In the case of the common area of 100 km2, the errors of RMSE were greater and very similar among the different h values. This trend suggests that, as the area of comparison increases, the error of the estimates tends to be more homogeneous. Regarding the RMISE, the behavior was similar to that of RMSE; nevertheless, it is observed that, in low h values, there is a marked tendency to reduce the error. On the other hand, in both cases (RMSE and RMISE) an asymptotic tendency is defined from h values lower than 5 000 m. The comparison of RMISE, regarding the areas of 10 and 100 km2, suggests that the h value, with constant behavior of the error, is between 5 000 and 10 000 m, where the values defined in the processes are shown in Table 1: mean random distance (h = 5 395, 6 750, 7 797 m), twice the mean random distance (h = 6 944 m), average distance to the nearest fire and “Silverman's golden rule” (Silverman, 1986).
According to the results, the size of h with the lowest estimation error (RMISE) should be chosen, which corresponds to the lowest h value. However, this does not guarantee that we have the most adequate h value, since it should also be considered that the variation (CV) of forest fire density decreases as the size of h increases (Figure 5). However, the choice of low CV values does not guarantee the choice of the most suitable h value.

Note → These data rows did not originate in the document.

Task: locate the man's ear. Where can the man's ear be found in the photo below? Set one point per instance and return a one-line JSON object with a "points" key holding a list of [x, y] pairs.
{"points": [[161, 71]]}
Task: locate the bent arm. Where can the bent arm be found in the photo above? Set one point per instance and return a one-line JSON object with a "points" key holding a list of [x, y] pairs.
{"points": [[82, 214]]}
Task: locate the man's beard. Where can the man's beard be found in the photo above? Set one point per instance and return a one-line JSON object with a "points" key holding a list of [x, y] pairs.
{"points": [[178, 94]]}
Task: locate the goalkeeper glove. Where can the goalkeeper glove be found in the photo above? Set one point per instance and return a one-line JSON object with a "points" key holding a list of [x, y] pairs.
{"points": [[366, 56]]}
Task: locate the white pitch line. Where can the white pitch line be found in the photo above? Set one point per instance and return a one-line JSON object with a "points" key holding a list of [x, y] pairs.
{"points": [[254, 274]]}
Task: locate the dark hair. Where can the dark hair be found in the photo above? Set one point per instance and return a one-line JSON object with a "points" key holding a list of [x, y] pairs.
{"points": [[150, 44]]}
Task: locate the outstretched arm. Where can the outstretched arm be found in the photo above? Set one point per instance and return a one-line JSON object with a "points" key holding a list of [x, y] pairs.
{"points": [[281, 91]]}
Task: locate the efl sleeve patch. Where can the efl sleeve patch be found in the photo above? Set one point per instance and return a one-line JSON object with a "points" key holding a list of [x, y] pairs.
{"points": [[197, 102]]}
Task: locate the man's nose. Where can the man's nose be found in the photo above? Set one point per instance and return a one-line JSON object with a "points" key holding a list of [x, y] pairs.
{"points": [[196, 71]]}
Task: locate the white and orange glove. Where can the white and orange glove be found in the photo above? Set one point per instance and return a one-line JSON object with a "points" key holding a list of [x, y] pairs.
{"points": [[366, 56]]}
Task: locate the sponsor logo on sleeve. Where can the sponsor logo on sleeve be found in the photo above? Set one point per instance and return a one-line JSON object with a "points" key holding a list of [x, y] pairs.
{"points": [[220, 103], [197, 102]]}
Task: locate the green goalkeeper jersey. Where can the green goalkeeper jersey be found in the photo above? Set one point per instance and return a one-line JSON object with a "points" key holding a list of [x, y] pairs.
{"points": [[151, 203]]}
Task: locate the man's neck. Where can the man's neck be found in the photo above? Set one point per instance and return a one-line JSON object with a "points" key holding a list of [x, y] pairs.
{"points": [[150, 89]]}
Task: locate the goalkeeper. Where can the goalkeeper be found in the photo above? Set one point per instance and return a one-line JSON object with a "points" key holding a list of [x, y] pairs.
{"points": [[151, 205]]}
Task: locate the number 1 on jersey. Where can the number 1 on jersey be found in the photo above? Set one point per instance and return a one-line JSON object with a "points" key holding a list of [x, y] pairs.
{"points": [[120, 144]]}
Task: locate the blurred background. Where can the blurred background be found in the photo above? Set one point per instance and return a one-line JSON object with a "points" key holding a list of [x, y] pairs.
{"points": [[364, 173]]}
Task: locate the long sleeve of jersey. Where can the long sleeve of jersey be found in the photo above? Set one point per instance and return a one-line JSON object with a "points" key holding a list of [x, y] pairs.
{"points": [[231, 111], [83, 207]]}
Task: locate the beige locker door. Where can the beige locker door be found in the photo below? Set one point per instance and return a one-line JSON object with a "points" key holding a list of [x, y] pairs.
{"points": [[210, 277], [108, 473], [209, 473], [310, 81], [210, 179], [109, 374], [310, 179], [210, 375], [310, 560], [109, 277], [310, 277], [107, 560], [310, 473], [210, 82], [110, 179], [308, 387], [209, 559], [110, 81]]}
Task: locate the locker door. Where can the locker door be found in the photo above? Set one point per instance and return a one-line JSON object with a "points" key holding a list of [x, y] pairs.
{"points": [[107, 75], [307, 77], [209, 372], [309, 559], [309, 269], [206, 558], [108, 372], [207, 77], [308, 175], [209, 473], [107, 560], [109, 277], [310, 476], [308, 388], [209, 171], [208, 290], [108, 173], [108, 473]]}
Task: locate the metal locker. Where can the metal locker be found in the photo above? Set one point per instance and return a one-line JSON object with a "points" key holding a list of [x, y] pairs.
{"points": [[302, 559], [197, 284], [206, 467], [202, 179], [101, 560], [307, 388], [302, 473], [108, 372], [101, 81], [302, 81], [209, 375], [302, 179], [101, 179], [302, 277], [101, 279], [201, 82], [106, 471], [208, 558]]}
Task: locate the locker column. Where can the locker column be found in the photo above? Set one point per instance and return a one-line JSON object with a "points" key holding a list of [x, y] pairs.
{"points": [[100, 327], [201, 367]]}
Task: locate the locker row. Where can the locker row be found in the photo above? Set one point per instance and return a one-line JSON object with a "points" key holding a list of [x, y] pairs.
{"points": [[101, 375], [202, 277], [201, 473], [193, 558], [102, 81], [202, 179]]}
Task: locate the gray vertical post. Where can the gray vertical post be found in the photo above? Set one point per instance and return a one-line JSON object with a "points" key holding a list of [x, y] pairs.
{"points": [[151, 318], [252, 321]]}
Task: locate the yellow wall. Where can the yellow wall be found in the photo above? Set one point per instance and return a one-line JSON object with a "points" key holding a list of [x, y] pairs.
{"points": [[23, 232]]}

Based on the above, it was found that variance (CV) decreases when h value increases, while the bias (RMISE) increases; the opposite occurs when h value decreases. Therefore, the definition of the most adequate h value will be that which represents a compromise between variance and bias (Álvarez & Yohai, 2012). For this, based on the asymptotic behavior of RMISE, an alternative way is defined to determine the h value, by locating the break point or at least a break rank where the asymptote starts. For this purpose, the comparative percentage (CP) values were determined, where a break range is defined, around 5 000 and 6 000 m (Figure 6 a) , this situation coincides for the two polygon sizes of comparison (10 and 100 km2). In order to locate a breaking point, the CP trends were modeled (P-10: y = -9E-08x2 + 0.0025x + 83.87, [R² = 0.5891]; P-100: y = -1E-07x2 + 0.0035x + 79.358, [R² = 0.5891]), whose crossing defined a point of coincidence around 5 600 m (h), which is within the breaking range defined (Figure 6 b). Finally, the statistically most adequate h value will be the one that comes closest to 5 600 m and which is within the range of 5 000 and 6 000 m. According to this, the definition process of h that is closest to this value is the mean random distance (h = 5 395 m).
Conclusions
It is possible to establish a statistical process of bandwidth (h) selection, for kernel density estimation of forest fires. In this way, we tend to define processes and results, which can be replicable, comparable and compatible, which are not conditioned to the participation of experts, which avoids the use of subjective criteria such as the visual appreciation of continuous surfaces, defining the spatial variation of forest fire density. There was great variation among bandwidth values, which implies that there is no single and universal process for all cases. This is because kernel density estimation are conditioned to several factors, such as spatial resolution of information (cell size), bandwidth, number of points to be considered and intrinsic characteristics of the phenomenon under study.